Ritalin (methylphenidate) is an amphetamine-like drug but it commonly acts as a depressant in children. The reason for this is obvious given the knowledge on the stimulant and depressive effects of drugs: A child’s tolerance of drugs is very low. They are not accustomed to these toxins (and drugs ARE toxins). Give a child a cup of coffee and he could be up all night. Give him a second cup and he may be fast asleep. Being a highly potent drug, Ritalin’s impact on a child’s body and nervous system is severe. A little goes a long way, thus the depressive effect. The drug also has a long list of other side effects. In fact, Ritalin (methylphenidate), Adderall (amphetamine), and other psycho-stimulants are classified as Schedule II narcotics under the United States Controlled Substances Act due to their high potential for abuse and addiction.

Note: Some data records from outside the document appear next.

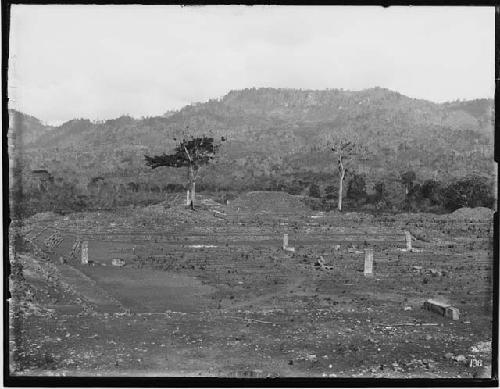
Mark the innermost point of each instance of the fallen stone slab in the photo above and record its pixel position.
(442, 309)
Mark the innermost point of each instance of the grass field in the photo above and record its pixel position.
(247, 308)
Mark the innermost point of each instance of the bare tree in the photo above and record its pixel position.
(192, 153)
(344, 150)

So it was no surprise that when this man was a child, he was crushing and snorting the Ritalin in order to get his daily fix. By his teens and early twenties he was abusing alcohol and cocaine. He had become a drug addict in no uncertain terms. Now enter detox and rehab: He received a thorough medical examination and allergy testing. He had previously unknown allergies (including an allergy to gluten) and nutritional deficiencies that were underlying factors for his anxiety and malaise (a general feeling of discomfort, illness, or uneasiness). When all these elements were addressed along with thorough detoxification, he recovered both physically and mentally. He also realized that his behavior as a child was due to these allergies and wasn’t a mental disorder at all!


There are so many alternatives to prescribing drugs to people that it simply becomes a crime to do so. Only looking at SYMPTOMS instead of CAUSES is doing a grave disservice to the person. Drugs treat symptoms. More specifically, they mask them. They cover up what is really going on and their side effects are innumerable. Fortunately there are practitioners and facilities that want to see people happy, healthy and drug-free and work ceaselessly to bring this about.